Blockchain is great, but just as any great new technology it still has a long way to go in terms of infrastructure and development. This article covers one of the many challenges of blockchain development that iXledger engineers have tackled.
The Ethereum Transaction & Nonce
Before going into the details, we need to know how transactions work in Ethereum. A transaction is simply a signed data package sent from an externally owned account to another account on the ethereum network. The transaction consists of a set of values (which you can find here) and a nonce which is what we are mainly interested in. Keep in mind that we are talking about the transaction nonce here and not the proof-of-work nonce:
- Transaction nonce – The number of transactions made by the sender.

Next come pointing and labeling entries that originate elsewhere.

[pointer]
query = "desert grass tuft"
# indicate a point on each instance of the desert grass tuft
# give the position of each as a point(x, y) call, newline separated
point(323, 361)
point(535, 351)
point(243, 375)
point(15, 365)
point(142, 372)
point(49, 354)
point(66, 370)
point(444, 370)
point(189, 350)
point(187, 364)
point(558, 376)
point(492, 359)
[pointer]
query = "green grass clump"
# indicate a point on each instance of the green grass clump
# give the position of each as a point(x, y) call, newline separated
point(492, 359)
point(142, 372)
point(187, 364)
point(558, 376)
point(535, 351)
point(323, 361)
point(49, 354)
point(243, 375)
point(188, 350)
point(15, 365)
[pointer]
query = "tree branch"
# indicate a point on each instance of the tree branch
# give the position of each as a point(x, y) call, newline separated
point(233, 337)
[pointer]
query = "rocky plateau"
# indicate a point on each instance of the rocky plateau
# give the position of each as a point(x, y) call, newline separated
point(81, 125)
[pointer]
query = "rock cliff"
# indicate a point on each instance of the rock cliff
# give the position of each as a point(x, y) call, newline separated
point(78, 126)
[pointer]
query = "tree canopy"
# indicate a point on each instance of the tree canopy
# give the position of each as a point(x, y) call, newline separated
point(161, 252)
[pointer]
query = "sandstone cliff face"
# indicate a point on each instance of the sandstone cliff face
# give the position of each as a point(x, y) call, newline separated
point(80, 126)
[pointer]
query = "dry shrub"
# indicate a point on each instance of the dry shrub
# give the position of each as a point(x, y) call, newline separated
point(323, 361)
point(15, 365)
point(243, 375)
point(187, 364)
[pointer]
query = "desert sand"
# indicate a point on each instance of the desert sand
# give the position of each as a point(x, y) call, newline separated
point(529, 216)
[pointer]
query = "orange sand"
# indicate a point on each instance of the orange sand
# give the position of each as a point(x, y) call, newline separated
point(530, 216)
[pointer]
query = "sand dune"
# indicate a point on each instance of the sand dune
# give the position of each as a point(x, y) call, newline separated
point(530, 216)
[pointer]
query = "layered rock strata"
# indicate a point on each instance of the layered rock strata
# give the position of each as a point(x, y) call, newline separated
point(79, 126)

- Proof-of-work nonce – A meaningless value in a block which can be adjusted in order to try to satisfy the proof of work condition
When an account sends a new transaction, then the transaction nonce is incremented. That may not sound very useful! However, the transaction nonce is what stops people doing replay attacks on your account (e.g. re-running your transactions and draining your crypto). When two transactions with the same nonce enter the system, one of them is processed while the other is discarded which means there is no way of a transaction being processed multiple times. Another thing to consider is that future nonces that have a “gap” between the actual nonce and the new transaction nonce will not be fulfilled until that “gap” is filled.
If you sent multiple transactions with your account and your 3rd transaction failed, then all subsequent transactions will be stuck and won’t process until a 3rd transaction has been processed.
Transaction Signing: Node vs Offline
In order for a transaction to be processed by the network, it needs to be packaged and signed with a private key of an externally owned account. Usually the blockchain node handles everything, however this could be a security risk because you’re sending your private key over the network to the blockchain node. Another way of doing this is to sign your transaction outside the blockchain node and deliver the signed package to the node for processing. This method is used by hardware wallets and ensures that your private key is never sent in a public place, only the signed transaction. The complexity here arises from the fact that you need to build and sign your transaction.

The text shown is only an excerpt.